Crédito: Getty Images/iStockphoto

Não existe maior constrangimento do que deixar de amar. Dificilmente haverá uma vergonha maior. Nem a traição, muito menos a deslealdade gera colossal timidez. Pois, com a traição e a deslealdade, você ainda acredita que pode se redimir e pedir perdão com trabalho forçado. Já a falta de amor não tem conserto. Acabou em si qualquer dúvida, qualquer vontade de discutir e melhorar. Está seco para segurar o fogo, como um tapete de cera no altar de promessas.

O amor desapareceu e, com ele, o brilho do olhar, a curiosidade da boca e a atenção do corpo. É um morto caseiro, não um morto público. Um morto somente para uma pessoa, para as demais ainda vive.

Ficará absolutamente sem graça para explicar para a parte interessada o que aconteceu. Não há um motivo específico. Deixou de amar simplesmente. Como dar a notícia para quem talvez ainda o ame? Dizer meus pêsames? Abraçar e desejar boa sorte?
Pela primeira vez, enxerga a sua companhia como uma ex. Terá que lidar, ao mesmo tempo,  com a novidade, com a estranheza íntima  e acalmar os ânimos.

Não é simples. Quem deixa de amar carrega a dramaticidade de um impostor nas palavras. Porque foram feitas promessas de longevidade que não surtem mais efeito. Não mentiu enquanto amava, mas agora que não ama o passado de juras e felizes para sempre será visto como uma mentira. Uma grande e deslavada mentira.

O desejo sumiu, a intenção de permanecer sumiu, não dói fazer a mala, não é mais nenhuma chantagem ou agressão, não provoca uma cena para apressar a reconciliação e vencer a discussão por nocaute, não desfruta sequer da vontade de chorar e de gritar, nada que possa ser dito mudará a natureza do fim, é apenas um desprendimento total.
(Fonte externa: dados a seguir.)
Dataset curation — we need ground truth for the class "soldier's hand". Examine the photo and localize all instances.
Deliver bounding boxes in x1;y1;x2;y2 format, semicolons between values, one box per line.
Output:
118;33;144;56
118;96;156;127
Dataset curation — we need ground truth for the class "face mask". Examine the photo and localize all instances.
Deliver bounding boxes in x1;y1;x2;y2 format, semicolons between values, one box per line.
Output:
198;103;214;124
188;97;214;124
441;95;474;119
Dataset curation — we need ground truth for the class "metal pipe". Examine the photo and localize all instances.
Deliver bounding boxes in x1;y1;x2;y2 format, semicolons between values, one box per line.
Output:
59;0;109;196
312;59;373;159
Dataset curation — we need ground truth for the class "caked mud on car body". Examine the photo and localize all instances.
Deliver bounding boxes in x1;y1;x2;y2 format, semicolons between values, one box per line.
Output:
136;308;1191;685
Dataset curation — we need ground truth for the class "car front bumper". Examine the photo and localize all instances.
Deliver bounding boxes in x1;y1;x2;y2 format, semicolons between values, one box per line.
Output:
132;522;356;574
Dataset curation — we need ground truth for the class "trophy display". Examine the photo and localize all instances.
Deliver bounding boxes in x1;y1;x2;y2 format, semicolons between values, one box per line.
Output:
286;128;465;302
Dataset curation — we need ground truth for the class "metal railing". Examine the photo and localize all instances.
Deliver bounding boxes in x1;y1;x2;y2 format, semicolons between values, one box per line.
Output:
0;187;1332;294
Quer sair dali correndo, entretanto ninguém corre num cemitério, sob o risco de  pisar nos falecidos, derrubar as flores e vasos entre as lápides. Precisa caminhar devagar, rezar e enfrentar o vazio.

Estará sozinho frente a alguém desesperado, atormentado, incrédulo, quase sentindo pena. Compaixão de si pela tarefa de comunicar o que não entende.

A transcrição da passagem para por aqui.